Detects EquationGroup Tool - April Leak

Hunt Hypothesis

The hypothesis is that the detection of EquationGroup Tool - April Leak indicates potential adversary use of advanced persistent threat techniques to exfiltrate data or establish persistence within the network. SOC teams should proactively hunt for this behavior in Azure Sentinel to identify and mitigate early-stage compromise by sophisticated adversaries leveraging known malware artifacts.

YARA Rule

rule EquationGroup_Toolset_Apr17__ESKE_RPC2_8 {
   meta:
      description = "Detects EquationGroup Tool - April Leak"
      author = "Florian Roth"
      reference = "https://steemit.com/shadowbrokers/@theshadowbrokers/lost-in-translation"
      date = "2017-04-15"
      super_rule = 1
      hash1 = "9d16d97a6c964e0658b6cd494b0bbf70674bf37578e2ff32c4779a7936e40556"
      hash2 = "5c0896dbafc5d8cc19b1bc7924420b20ed5999ac5bee2cb5a91aada0ea01e337"
   strings:
      $s4 = "Fragment: Packet too small to contain RPC header" fullword ascii
      $s5 = "Fragment pickup: SmbNtReadX failed" fullword ascii
   condition:
      ( uint16(0) == 0x5a4d and filesize < 700KB and 1 of them )
}

Deployment Notes

This YARA rule can be deployed in the following contexts:

• Microsoft Defender for Endpoint — Custom indicators / advanced hunting
• Email Gateway — Attachment scanning
• File Share Monitoring — Periodic scanning of shared drives
• YARA CLI — Manual threat hunting on endpoints

This rule contains 2 string patterns in its detection logic.

References

• https://steemit.com/shadowbrokers/@theshadowbrokers/lost-in-translation
• Source Rule

False Positive Guidance

• Scenario: Scheduled System Maintenance Task
  Description: A legitimate system maintenance task, such as schtasks.exe running a scheduled job to clean temporary files or update system settings.
  Filter/Exclusion: Check for ProcessName containing schtasks.exe and CommandLine containing /create or /run with known maintenance scripts.

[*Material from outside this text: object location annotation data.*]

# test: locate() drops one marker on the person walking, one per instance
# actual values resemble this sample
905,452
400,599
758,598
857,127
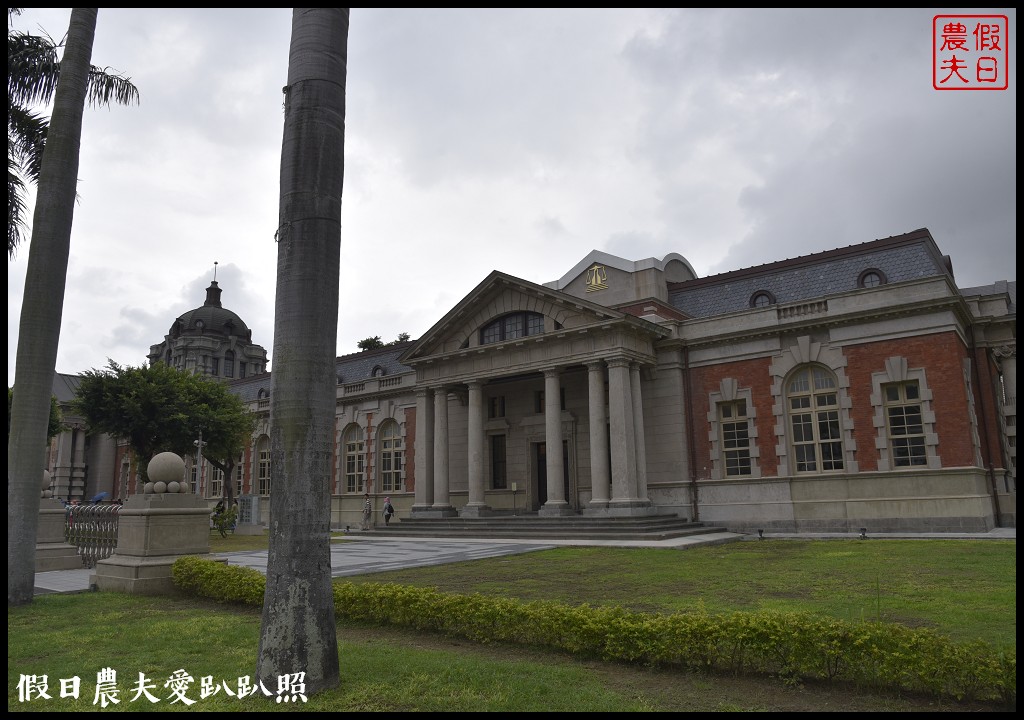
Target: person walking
368,510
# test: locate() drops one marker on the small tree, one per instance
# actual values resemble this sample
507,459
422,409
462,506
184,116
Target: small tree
375,342
160,409
370,343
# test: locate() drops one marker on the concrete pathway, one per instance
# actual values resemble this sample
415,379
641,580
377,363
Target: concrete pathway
367,553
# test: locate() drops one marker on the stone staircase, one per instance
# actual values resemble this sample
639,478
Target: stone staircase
534,526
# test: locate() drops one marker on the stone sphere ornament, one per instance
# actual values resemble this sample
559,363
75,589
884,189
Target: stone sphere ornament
164,468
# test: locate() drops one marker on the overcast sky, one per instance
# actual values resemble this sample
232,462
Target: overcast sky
517,140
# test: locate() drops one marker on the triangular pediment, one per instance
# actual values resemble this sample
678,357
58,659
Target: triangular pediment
501,295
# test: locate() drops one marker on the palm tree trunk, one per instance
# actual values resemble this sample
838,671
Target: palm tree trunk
298,624
42,306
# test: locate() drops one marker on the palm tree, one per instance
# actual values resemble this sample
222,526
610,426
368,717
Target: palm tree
298,627
33,69
42,306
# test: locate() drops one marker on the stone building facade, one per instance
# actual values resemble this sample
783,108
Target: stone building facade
855,387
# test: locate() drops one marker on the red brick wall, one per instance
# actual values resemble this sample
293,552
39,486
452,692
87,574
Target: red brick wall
941,355
749,374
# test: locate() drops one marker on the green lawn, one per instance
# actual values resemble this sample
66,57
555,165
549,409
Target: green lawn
963,588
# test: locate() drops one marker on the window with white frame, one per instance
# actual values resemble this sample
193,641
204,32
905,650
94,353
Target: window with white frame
734,428
390,456
812,398
263,467
904,424
354,460
216,482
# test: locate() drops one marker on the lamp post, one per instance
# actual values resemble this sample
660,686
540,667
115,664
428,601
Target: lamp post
199,464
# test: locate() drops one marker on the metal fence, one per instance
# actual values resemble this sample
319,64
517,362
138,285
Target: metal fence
93,530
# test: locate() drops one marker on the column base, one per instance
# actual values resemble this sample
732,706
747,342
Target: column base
56,556
631,508
138,576
435,512
555,510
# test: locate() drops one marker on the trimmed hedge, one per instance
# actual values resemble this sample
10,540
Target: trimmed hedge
791,645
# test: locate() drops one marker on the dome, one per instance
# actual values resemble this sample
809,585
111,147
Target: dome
211,319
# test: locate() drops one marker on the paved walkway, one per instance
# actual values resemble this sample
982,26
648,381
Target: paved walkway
368,553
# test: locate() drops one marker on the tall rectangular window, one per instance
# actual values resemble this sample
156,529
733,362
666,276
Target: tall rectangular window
496,407
390,457
263,475
499,476
906,430
735,437
216,482
814,421
354,460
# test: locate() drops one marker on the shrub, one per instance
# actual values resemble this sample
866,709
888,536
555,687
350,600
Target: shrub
790,645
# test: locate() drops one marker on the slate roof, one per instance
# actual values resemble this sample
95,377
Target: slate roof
994,289
907,257
66,386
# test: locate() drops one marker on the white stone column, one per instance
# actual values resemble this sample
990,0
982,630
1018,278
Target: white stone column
600,478
553,440
78,463
61,470
639,432
475,430
623,435
441,494
424,449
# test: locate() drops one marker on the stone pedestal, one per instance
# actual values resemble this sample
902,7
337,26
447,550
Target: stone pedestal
52,551
154,531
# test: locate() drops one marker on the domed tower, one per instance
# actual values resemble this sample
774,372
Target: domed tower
211,340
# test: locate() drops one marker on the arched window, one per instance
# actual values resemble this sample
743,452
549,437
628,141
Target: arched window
263,468
871,278
512,326
812,399
391,456
355,460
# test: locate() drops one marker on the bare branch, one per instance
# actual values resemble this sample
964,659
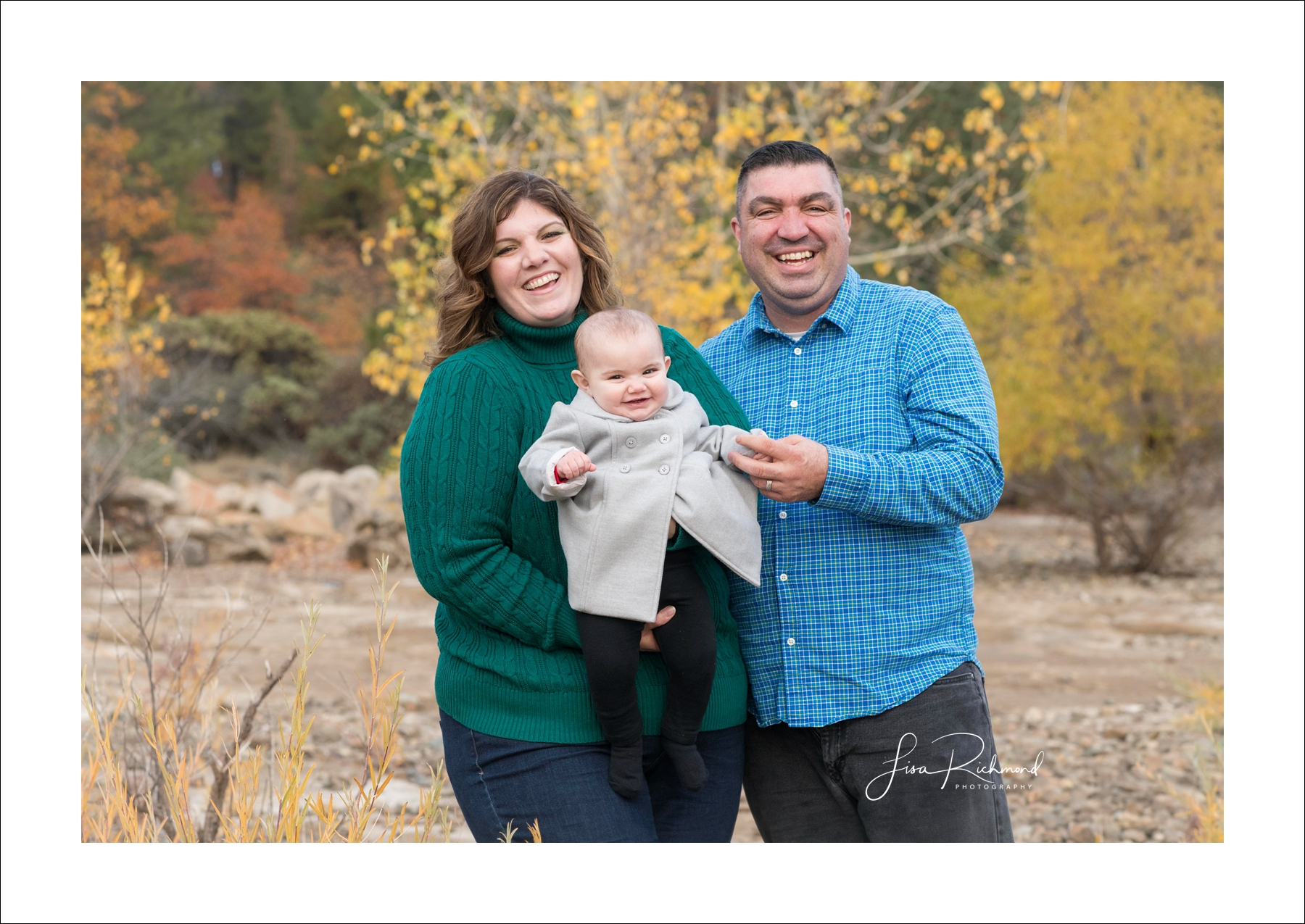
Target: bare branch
222,772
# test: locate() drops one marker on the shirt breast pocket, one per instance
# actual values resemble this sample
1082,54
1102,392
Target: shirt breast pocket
854,409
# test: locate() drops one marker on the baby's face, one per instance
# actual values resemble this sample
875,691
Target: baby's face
626,376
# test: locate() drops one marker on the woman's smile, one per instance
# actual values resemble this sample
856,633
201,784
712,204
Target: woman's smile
542,282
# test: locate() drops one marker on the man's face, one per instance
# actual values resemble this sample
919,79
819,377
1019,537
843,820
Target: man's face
792,236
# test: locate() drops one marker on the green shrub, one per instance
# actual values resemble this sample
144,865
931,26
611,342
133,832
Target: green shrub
262,372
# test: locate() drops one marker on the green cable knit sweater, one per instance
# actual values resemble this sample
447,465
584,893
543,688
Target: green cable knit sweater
487,549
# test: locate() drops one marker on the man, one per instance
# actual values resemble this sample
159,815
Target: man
867,714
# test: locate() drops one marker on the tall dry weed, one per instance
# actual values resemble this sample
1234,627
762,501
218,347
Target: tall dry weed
1205,808
156,741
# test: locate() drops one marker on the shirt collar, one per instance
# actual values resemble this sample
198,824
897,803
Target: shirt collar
841,312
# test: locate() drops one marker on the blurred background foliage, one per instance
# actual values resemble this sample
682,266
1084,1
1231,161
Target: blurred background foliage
260,259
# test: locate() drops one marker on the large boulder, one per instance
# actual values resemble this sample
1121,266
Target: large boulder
195,495
145,492
270,500
352,498
178,529
230,496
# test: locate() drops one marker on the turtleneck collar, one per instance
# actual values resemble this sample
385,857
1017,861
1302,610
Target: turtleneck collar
541,346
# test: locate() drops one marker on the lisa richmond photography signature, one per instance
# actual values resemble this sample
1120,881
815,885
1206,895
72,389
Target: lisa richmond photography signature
972,766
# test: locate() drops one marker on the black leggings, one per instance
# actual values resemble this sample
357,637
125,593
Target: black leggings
688,646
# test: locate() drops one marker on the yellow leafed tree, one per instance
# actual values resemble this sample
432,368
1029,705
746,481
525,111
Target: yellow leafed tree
1106,350
655,165
120,358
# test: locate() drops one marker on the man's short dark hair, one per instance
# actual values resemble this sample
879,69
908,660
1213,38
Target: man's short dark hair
779,154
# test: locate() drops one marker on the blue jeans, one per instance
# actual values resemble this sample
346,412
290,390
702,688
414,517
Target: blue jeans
502,781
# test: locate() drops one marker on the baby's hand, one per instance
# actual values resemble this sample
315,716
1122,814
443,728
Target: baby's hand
573,465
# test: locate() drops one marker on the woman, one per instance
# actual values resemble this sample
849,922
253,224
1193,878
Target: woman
521,738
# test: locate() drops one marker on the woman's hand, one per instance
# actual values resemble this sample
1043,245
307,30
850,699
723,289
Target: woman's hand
647,641
574,464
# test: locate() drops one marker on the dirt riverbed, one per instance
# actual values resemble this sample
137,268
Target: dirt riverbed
1089,678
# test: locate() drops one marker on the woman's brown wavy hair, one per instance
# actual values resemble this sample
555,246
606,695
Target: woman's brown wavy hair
466,295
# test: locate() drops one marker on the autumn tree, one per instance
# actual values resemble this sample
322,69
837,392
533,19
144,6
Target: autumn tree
655,165
120,359
1106,349
123,201
241,264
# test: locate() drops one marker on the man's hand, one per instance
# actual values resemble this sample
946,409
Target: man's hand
574,464
647,641
796,469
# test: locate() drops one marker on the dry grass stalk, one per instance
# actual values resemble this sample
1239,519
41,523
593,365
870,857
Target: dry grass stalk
428,811
179,665
291,775
171,718
378,704
175,765
222,769
1205,809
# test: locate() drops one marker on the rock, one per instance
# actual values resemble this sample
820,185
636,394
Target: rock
352,498
1082,834
145,492
230,496
243,547
194,495
306,524
178,529
315,487
236,518
273,501
363,477
189,552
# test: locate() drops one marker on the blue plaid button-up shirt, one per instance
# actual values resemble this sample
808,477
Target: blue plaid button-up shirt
867,593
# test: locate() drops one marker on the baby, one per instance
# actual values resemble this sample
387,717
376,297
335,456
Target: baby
641,478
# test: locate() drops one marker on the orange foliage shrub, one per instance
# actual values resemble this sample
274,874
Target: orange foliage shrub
243,264
122,201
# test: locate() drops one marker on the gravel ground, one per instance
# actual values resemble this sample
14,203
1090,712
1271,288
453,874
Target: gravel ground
1091,673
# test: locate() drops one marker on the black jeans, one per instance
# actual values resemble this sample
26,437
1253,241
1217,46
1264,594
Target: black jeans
924,772
688,644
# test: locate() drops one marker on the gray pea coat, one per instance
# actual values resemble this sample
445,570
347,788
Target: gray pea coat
613,521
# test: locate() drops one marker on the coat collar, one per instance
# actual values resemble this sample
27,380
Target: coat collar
584,404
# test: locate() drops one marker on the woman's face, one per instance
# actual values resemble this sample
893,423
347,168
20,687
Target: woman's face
536,270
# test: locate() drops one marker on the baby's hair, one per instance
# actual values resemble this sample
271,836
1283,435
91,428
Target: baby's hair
613,322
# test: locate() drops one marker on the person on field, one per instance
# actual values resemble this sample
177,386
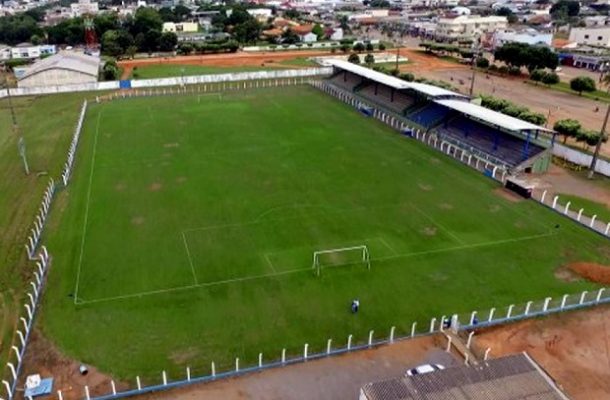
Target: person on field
355,306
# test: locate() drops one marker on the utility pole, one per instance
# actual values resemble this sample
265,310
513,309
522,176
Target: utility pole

• Scenario: Admin Performing Disk Cleanup
  Description: An administrator using cleanmgr.exe (Disk Cleanup) to remove temporary files or system cache.
  Filter/Exclusion: Filter by ProcessName equal to cleanmgr.exe and exclude processes running from the system directory (C:\Windows\System32).

• Scenario: PowerShell Script for Log Rotation
  Description: A PowerShell script (powershell.exe) used to rotate and archive log files, which may involve file system operations similar to malicious activity.
  Filter/Exclusion: Check for CommandLine containing logrotate or rotate and verify the script path is in a known trusted directory (e.g., C:\Scripts).

• Scenario: Antivirus Quarantine Process
  Description: A legitimate process such as avgscan.exe or mcafee.exe performing a scan and moving files to quarantine.
  Filter/Exclusion: Filter by ProcessName matching known antivirus executables and check for CommandLine containing scan or quarantine.

• Scenario: Database Backup Job Execution
  Description: A database backup tool like sqlbackup.exe or mysqldump.exe running a scheduled backup job, which may involve file system access.
  Filter/Exclusion: Check for ProcessName matching the backup tool and verify the command line includes known backup parameters or paths.